# bolt on or set neck?



## xuthal (May 15, 2007)

Im looking to buy an electric guitar from rondo music.I havnt played an electric in a long time and was wondering if i should get a bolt on or a set neck guitar?I hear that bolt ons are not as reliable as set necks.Anyone have any advice?


----------



## Milkman (Feb 2, 2006)

xuthal said:


> Im looking to buy an electric guitar from rondo music.I havnt played an electric in a long time and was wondering if i should get a bolt on or a set neck guitar?I hear that bolt ons are not as reliable as set necks.Anyone have any advice?


Bolt on


I prefer a neck that I can replace without sending the guitar to a luthier.

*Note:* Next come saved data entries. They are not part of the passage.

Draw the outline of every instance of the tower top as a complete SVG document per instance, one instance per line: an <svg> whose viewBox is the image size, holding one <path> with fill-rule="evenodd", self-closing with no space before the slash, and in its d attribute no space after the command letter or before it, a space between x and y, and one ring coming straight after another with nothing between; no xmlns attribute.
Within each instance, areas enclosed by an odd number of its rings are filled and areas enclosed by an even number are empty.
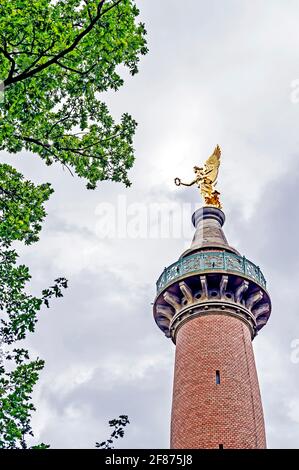
<svg viewBox="0 0 299 470"><path fill-rule="evenodd" d="M271 300L258 266L229 245L225 215L213 206L194 212L188 250L157 281L153 310L159 328L176 342L178 330L195 316L221 314L245 323L254 338L267 323Z"/></svg>
<svg viewBox="0 0 299 470"><path fill-rule="evenodd" d="M215 189L221 150L217 145L204 167L194 167L204 206L192 216L195 234L188 250L166 267L157 281L154 317L176 342L182 325L194 316L225 314L245 323L254 338L267 323L271 300L260 268L229 245L222 229L225 215Z"/></svg>
<svg viewBox="0 0 299 470"><path fill-rule="evenodd" d="M224 222L225 214L217 207L204 206L197 209L192 215L192 223L196 229L193 240L190 248L184 251L181 258L208 249L227 251L240 256L240 253L227 241L222 229Z"/></svg>
<svg viewBox="0 0 299 470"><path fill-rule="evenodd" d="M203 167L194 166L195 179L191 183L183 183L180 178L175 178L177 186L193 186L197 184L206 206L221 209L220 193L215 189L220 167L221 149L217 145L212 155L207 159Z"/></svg>

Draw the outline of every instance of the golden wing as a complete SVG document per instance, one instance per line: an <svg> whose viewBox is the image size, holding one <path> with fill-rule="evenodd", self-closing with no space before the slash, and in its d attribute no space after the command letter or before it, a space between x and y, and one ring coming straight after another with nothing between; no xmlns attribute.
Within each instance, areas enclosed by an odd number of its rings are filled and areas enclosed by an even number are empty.
<svg viewBox="0 0 299 470"><path fill-rule="evenodd" d="M212 183L215 183L217 176L218 176L218 171L219 171L219 166L220 166L220 155L221 155L221 150L219 145L215 147L215 150L213 154L207 159L205 163L205 176L211 180Z"/></svg>

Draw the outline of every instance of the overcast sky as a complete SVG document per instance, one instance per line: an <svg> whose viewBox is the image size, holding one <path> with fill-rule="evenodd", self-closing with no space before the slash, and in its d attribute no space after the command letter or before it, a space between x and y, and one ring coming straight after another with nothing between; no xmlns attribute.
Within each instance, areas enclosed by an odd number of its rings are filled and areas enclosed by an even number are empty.
<svg viewBox="0 0 299 470"><path fill-rule="evenodd" d="M218 188L231 245L258 264L273 311L254 340L268 447L299 447L299 2L139 0L149 54L140 73L105 97L118 118L138 121L132 187L83 181L34 155L5 160L55 194L38 244L22 261L39 292L58 276L64 299L43 311L28 343L46 360L36 388L36 441L93 447L107 421L128 414L124 448L167 448L174 345L156 327L151 302L164 266L192 238L191 212L179 238L103 239L101 208L200 202L191 180L216 144ZM299 83L299 82L298 82ZM124 199L123 199L124 200ZM191 209L190 209L191 210Z"/></svg>

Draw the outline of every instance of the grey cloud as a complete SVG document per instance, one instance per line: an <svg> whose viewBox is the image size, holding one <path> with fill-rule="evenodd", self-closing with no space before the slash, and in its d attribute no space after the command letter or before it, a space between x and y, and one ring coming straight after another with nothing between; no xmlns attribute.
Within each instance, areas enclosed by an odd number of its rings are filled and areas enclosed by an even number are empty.
<svg viewBox="0 0 299 470"><path fill-rule="evenodd" d="M139 2L150 53L140 73L107 100L115 116L139 122L132 188L86 191L33 155L4 156L55 194L40 242L22 250L33 290L66 274L65 298L41 314L29 344L46 360L35 393L37 439L92 447L108 419L128 413L123 447L167 447L174 347L154 324L155 281L185 240L101 240L100 202L199 202L192 177L216 143L219 188L232 245L260 264L273 301L254 341L269 447L298 447L298 113L290 84L299 76L297 1ZM192 227L190 226L190 237Z"/></svg>

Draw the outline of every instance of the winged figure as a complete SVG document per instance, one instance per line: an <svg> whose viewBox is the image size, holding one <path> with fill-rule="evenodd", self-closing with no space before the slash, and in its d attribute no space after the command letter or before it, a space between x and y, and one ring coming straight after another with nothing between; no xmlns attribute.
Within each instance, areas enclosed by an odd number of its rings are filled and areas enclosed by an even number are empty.
<svg viewBox="0 0 299 470"><path fill-rule="evenodd" d="M219 200L220 193L215 189L220 166L221 149L219 145L215 147L212 155L207 159L204 167L195 166L195 179L191 183L183 183L180 178L175 178L174 182L177 186L193 186L197 184L205 204L215 206L221 209Z"/></svg>

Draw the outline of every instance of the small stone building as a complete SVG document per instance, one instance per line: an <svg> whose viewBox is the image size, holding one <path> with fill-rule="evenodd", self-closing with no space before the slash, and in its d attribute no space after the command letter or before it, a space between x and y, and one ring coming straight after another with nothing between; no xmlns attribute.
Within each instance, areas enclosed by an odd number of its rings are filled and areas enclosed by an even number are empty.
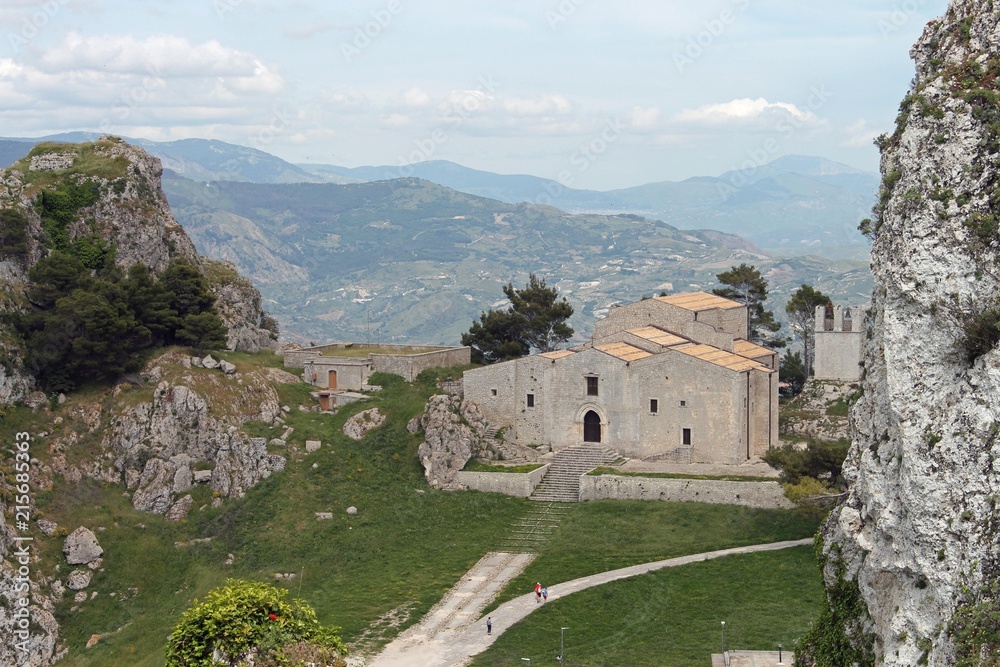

Reliable? I don't think there are any reliability issues with most bolt on necks.


----------



## Gene Machine (Sep 22, 2007)

*ca ne fait rien*

i don't think it really matters, largely preference.

Leo Fender used a bolt on neck so that working musicians could continue working even if they needed a refret or work done on it. They could just give the neck to the shop, and bolt on another neck. ( at least that's what it says n the telecaster bible) Thehre are bolt on fenders that are 50+ years old and going strong.

soome people may argue that set necks have better sustain, but it also depends on the construction. is it a deep neck tenon, or completly neck through body. Is a bolted on neck any worse than a glued in neck? ???

as far as playing at clubs, being a working musician etc. i would suggest thhat a fender is a good strong durable tool thaht is easily repaired and modified.

and just to contradict myself, I have seen some of Zak Wyldes' beat up les pauls, and they certainly haven't been babied.

pick one thhat you like. play lots.

good luck searching.

G.


----------



## Budda (May 29, 2007)

it's all preference. bolt on: strat, tele, some superstrats.

set neck: les paul, SG, some superstrats.


----------



## starjag (Jan 30, 2008)

Although it is a much debated factor, you can also talk about guitar construction, the tonewood type used and their contributions to tone.

For instance, the tone of a neck-through guitar will be mostly determined by the neck wood. The "wings" of a neck-through guitar are pretty much there just for the looks.

Guitars that have set-in necks tend to be constructed with a single tonewood type. Mahogany neck, mahogany body being the traditional combo for LPs. Guitars that have bolt-on necks offer many alternatives that might affect tone. Maple neck, alder body is one of the traditional combos for strats.

There is also the issue of upper fret access. The pocket needed for set-in necks sometimes limits upper fret access, particularly for small hands. Neck-through and bolt-on guitars tends to have friendlier upper fret access, specially double cutaway guitars.

In the end, though, these are broad generalizations. You have to go out play a bunch of guitars and then buy what is right for you.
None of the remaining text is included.